CRE Probability of Default


Similarly, bankers often assume that credit risk is linear throughout the life of a loan. It is not. In the later years, payment seasoning, appreciation, and loan amortization all decrease credit risk. This helps explain why a longer-term loan is much more profitable for a bank in addition to just providing a longer set of cash flows.

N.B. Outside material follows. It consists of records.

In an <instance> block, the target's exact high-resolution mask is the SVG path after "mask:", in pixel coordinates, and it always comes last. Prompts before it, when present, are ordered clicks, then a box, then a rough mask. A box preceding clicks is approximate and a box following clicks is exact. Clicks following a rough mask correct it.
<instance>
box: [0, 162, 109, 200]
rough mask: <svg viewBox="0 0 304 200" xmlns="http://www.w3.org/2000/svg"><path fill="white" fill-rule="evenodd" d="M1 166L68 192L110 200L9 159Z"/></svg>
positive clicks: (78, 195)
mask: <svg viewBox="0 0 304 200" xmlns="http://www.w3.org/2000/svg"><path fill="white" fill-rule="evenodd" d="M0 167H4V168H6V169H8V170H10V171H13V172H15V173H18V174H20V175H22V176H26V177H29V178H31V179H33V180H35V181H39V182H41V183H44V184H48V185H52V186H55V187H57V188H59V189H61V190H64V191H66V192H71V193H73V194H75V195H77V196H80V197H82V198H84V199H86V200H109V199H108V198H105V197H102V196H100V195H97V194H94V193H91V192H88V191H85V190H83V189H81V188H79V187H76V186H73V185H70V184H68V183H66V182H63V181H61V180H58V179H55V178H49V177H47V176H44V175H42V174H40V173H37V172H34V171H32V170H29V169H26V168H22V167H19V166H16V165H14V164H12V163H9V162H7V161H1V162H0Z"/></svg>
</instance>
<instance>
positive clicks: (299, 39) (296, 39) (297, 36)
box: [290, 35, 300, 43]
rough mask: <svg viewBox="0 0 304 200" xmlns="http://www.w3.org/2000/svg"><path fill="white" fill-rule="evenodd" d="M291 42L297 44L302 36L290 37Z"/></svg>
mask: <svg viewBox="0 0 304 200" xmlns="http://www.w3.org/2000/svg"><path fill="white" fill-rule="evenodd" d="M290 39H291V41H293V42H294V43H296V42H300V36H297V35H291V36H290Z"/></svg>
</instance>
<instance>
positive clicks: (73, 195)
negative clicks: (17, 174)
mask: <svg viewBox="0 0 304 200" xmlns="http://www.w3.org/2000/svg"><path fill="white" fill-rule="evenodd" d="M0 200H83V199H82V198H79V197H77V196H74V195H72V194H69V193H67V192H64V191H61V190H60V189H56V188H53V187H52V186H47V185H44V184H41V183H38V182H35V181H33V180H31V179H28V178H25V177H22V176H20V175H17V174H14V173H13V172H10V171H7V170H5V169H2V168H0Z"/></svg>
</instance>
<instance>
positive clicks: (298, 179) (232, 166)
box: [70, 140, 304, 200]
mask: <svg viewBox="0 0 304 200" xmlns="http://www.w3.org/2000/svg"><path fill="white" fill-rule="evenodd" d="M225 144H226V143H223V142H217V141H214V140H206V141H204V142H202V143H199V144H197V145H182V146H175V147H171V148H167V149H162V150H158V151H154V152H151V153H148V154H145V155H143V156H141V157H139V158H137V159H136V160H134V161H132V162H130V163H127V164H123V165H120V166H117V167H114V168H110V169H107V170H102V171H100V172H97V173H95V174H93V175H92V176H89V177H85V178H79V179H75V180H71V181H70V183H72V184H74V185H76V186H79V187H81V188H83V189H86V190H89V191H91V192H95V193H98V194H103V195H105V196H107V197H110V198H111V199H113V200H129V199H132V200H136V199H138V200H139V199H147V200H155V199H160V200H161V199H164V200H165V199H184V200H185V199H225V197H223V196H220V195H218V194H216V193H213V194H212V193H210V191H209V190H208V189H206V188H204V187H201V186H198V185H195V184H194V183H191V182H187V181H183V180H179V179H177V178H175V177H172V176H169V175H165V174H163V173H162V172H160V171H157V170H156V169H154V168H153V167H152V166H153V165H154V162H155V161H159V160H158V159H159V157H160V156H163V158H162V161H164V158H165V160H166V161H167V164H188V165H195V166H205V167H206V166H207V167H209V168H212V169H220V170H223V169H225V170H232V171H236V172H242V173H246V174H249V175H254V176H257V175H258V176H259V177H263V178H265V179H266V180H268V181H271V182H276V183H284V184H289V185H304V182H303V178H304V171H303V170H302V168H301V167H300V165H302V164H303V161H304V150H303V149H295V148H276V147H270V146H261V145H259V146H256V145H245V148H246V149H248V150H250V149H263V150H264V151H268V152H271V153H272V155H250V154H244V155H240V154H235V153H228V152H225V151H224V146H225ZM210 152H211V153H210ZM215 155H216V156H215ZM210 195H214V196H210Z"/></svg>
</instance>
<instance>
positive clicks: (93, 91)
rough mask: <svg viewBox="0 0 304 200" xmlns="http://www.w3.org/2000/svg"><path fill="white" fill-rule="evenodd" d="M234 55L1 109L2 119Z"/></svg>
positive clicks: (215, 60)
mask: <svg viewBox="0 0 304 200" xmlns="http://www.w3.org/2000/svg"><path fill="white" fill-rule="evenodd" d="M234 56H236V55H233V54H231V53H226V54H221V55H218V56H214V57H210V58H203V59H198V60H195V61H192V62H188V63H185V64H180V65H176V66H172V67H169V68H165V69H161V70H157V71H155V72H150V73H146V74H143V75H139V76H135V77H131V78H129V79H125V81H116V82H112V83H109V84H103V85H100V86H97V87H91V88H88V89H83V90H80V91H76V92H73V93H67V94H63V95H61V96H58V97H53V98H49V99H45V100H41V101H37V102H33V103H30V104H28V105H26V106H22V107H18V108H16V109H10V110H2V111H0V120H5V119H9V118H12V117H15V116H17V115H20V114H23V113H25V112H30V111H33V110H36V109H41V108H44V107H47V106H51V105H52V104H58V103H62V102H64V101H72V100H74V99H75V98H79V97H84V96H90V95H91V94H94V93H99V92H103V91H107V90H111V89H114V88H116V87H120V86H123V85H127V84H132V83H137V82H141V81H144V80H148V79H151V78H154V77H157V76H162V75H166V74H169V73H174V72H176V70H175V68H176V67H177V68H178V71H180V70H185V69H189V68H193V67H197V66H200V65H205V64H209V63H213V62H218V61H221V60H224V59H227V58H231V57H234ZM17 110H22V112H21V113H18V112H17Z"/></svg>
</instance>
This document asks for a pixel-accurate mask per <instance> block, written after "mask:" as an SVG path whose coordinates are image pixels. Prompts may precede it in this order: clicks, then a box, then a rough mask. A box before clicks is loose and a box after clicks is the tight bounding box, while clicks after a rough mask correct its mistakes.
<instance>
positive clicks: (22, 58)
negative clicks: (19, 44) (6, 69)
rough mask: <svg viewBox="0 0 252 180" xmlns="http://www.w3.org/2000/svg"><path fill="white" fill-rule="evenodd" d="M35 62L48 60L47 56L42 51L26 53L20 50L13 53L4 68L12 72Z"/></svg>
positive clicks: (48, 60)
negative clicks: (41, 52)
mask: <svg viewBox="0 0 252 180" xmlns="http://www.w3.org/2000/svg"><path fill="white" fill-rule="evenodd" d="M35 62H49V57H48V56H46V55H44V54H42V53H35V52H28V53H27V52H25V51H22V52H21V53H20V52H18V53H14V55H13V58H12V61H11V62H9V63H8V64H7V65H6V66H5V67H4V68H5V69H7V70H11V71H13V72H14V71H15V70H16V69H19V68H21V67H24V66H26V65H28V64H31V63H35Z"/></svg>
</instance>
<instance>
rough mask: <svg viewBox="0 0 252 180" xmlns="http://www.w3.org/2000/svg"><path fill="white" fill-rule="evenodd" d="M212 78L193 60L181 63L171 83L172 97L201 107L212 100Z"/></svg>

Many bankers unwittingly think nothing of putting a balloon maturity right at a point when credit risk is the highest and profitability is the lowest.

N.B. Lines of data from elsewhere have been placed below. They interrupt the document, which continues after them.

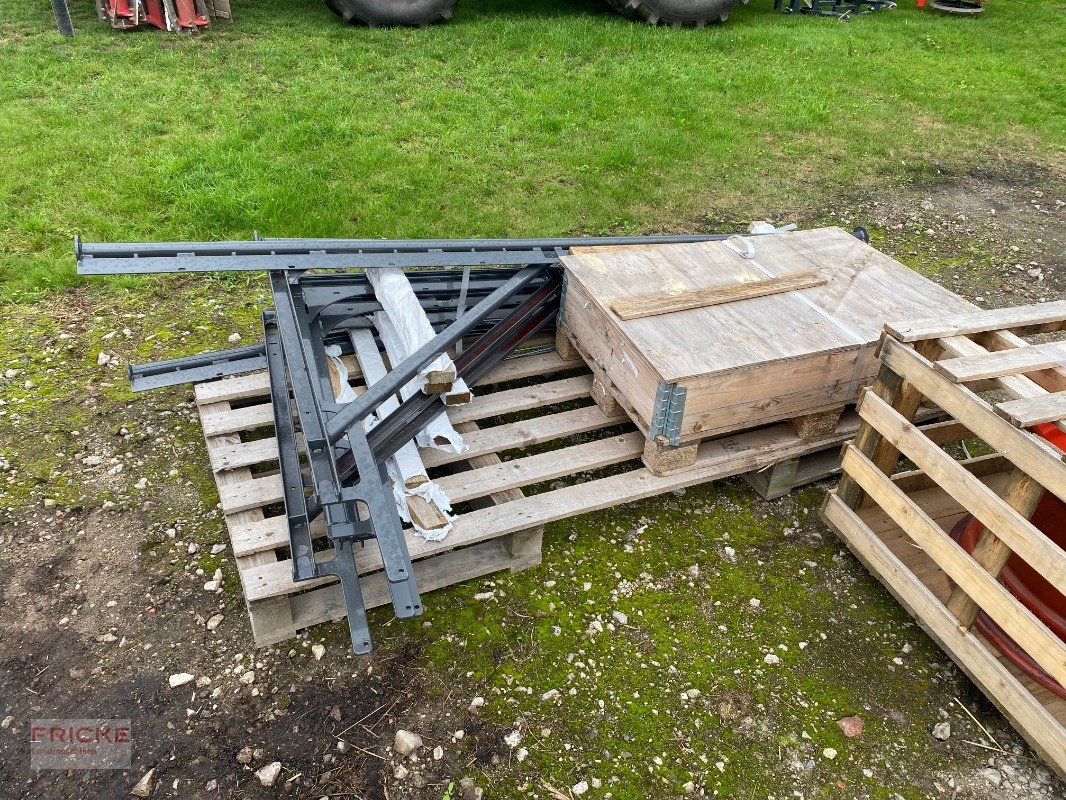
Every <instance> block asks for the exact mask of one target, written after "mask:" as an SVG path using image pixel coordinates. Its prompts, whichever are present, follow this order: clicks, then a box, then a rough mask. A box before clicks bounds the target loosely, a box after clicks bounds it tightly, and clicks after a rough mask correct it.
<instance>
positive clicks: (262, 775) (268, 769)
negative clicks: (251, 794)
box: [256, 762, 281, 786]
mask: <svg viewBox="0 0 1066 800" xmlns="http://www.w3.org/2000/svg"><path fill="white" fill-rule="evenodd" d="M279 774H281V762H271V763H270V764H268V765H266V766H265V767H262V768H261V769H257V770H256V778H258V779H259V783H261V784H262V785H263V786H273V785H274V784H275V783H277V777H278V775H279Z"/></svg>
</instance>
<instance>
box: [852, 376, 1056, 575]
mask: <svg viewBox="0 0 1066 800" xmlns="http://www.w3.org/2000/svg"><path fill="white" fill-rule="evenodd" d="M951 385H952V386H954V385H955V384H951ZM859 416H860V417H862V419H865V420H866V421H867V422H869V423H870V425H871V426H873V427H874V428H876V429H877V430H878V431H879V432H881V434H882V435H883V436H885V437H886V438H887V439H889V441H890V442H891V443H892V444H893V445H894V446H895V447H897V448H898V449H899V450H900V452H902V453H903V454H904V455H906V457H907V458H908V459H910V460H911V461H912V462H915V464H917V465H918V467H919V468H920V469H923V470H924V471H925V473H926V474H927V475H928V476H930V477H931V478H932V479H933V480H935V481H936V482H937V483H938V484H939V485H940V487H941V489H943V491H944V492H947V493H948V494H950V495H951V496H952V497H954V498H955V499H956V500H958V501H959V503H960V505H962V506H963V508H965V509H968V510H969V511H970V512H971V513H972V514H973V515H974V516H976V517H978V518H979V519H980V521H981V522H982V524H983V525H984V526H985V527H986V528H988V529H989V530H991V531H992V532H994V533H995V534H996V535H997V537H999V538H1000V539H1001V540H1003V542H1004V543H1006V545H1007V546H1008V547H1010V548H1011V549H1012V550H1014V551H1015V553H1017V554H1018V555H1019V556H1020V557H1021V558H1022V559H1024V560H1025V561H1027V562H1028V563H1029V565H1030V566H1032V567H1033V569H1034V570H1036V571H1037V572H1038V573H1040V575H1043V576H1044V577H1045V578H1046V579H1047V580H1049V581H1050V582H1051V583H1052V585H1053V586H1066V553H1063V550H1062V549H1061V548H1060V547H1059V546H1057V545H1056V544H1054V543H1053V542H1052V541H1051V540H1050V539H1048V537H1047V534H1046V533H1044V532H1043V531H1040V529H1039V528H1037V527H1036V526H1035V525H1033V524H1032V523H1031V522H1030V521H1029V519H1027V518H1025V517H1024V516H1022V515H1021V514H1019V513H1018V512H1017V511H1015V510H1014V509H1013V508H1011V507H1010V506H1007V505H1006V503H1004V502H1003V500H1002V499H1001V498H1000V497H999V496H998V495H997V494H996V493H995V492H992V491H991V490H989V489H988V487H987V486H986V485H984V484H983V483H981V481H979V480H978V479H976V478H974V477H973V476H972V475H970V473H968V471H967V470H966V469H965V468H964V467H962V466H959V464H958V462H956V461H955V460H954V459H952V458H951V457H950V455H949V454H948V453H946V452H944V451H943V450H941V449H940V448H939V447H937V446H936V445H934V444H933V443H932V442H930V441H928V439H926V438H925V437H923V436H922V435H921V433H920V432H918V430H917V429H915V427H914V426H911V425H910V423H909V422H908V421H907V420H906V419H904V418H903V417H901V416H900V415H899V414H897V413H895V411H893V410H892V407H891V406H890V405H888V403H886V402H885V401H884V400H882V399H881V398H878V397H876V396H875V395H872V394H868V395H867V396H866V397H865V398H863V399H862V403H861V404H860V406H859ZM1060 464H1061V462H1060Z"/></svg>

Annual Probability of default


Finally, one of the most common non-linear misconceptions is over the shape of the yield curve.  The news media, economists, and bankers are all discussing the flatness of the yield curve.  However, the assertion that the yield curve is flat is incorrect because all of these participants define the relative shape of the curve by looking at only two points (usually two-year and ten-year differential), without considering the nonlinear shape of the entire curve.  The yield curve has steepness at the front end and is flat at the back end.


Below is a graph showing the yield curve from 1 month to 20 years.  The relationship is nonlinear and shows a steep yield curve for the first two years and then a flatness beyond three years.


US DOllar Swap Curve Loan Hedging


Opportunity for Bankers


By understanding the shape of the yield curve and human behavior, knowledgeable bankers can take advantage of the nonlinear relationship between interest rates and tenor and obtain above market pricing on commercial loans.  The incremental cost of funding from three years to 20 years is minimal.  The incremental cost of funding a loan between three years and 20 years is currently only 14 basis points.  However, borrowers are willing to pay a much higher premium for longer-term commitments than the actual cost for banks to lock these longer-term rates.   


Currently, community banks can offer longer-term financing (ten, 15 or even 20 years) at incremental pricing that is 25, 50 or even 75bps above three-year fixed rates.  The difference between what the borrower is willing to pay and the bank’s cost of funds for that period flows directly to the bottom line.  Smart bankers are positioning their loan duration further out on the curve, converting the yield to floating and enhancing the return on assets by 25 to 75 basis points.




The shape of the yield curve can also deceive bankers and lead to poor decisions.  For example, most of the shape of the yield curve is between one-month and three-year tenor.  The market expects the Federal Reserve to more aggressively raise interest rates over the next 2 or 3 years, and the industry’s cost of funding will surely follow.  Therefore, pricing loans in the two to three-year tenor is probably an unwise move.  The average yield on three-year commercial loans is about 4.50 to 4.75%, which is an adjusted yield of only 1.50% to 1.75% over LIBOR.  Bankers that make that lending decision in the two or three-year term and factoring their current cost of funding are taking a large risk. 


There are currently four reasons to avoid three-year commercial loan duration:


  1. The market is expecting interest rates to rise most prominently during this period,
  2. We expect deposit betas to normalize to 0.6 to 0.7 during that same period,
  3. The repricing risk for the borrower creates credit risk for the bank in an environment where cap rates are low, LTVs are climbing, and DSC ratios are skinny, and
  4. The three-year duration positions the loan to possibly reprice during the next recession.




Insightful bankers are taking advantage of the nonlinear nature of the credit and yield curve to maximize the ROA on their loan portfolio.  The opportunities in the market today involve pricing loans between five and 20 years (but eliminating interest rate risk) and striving for a debt service coverage ratio of at least over 1.40. It is in these areas where banks can earn the greatest relative value. Loans priced in the two and three-year portion of the yield curve are generally less profitable and more risky for community banks.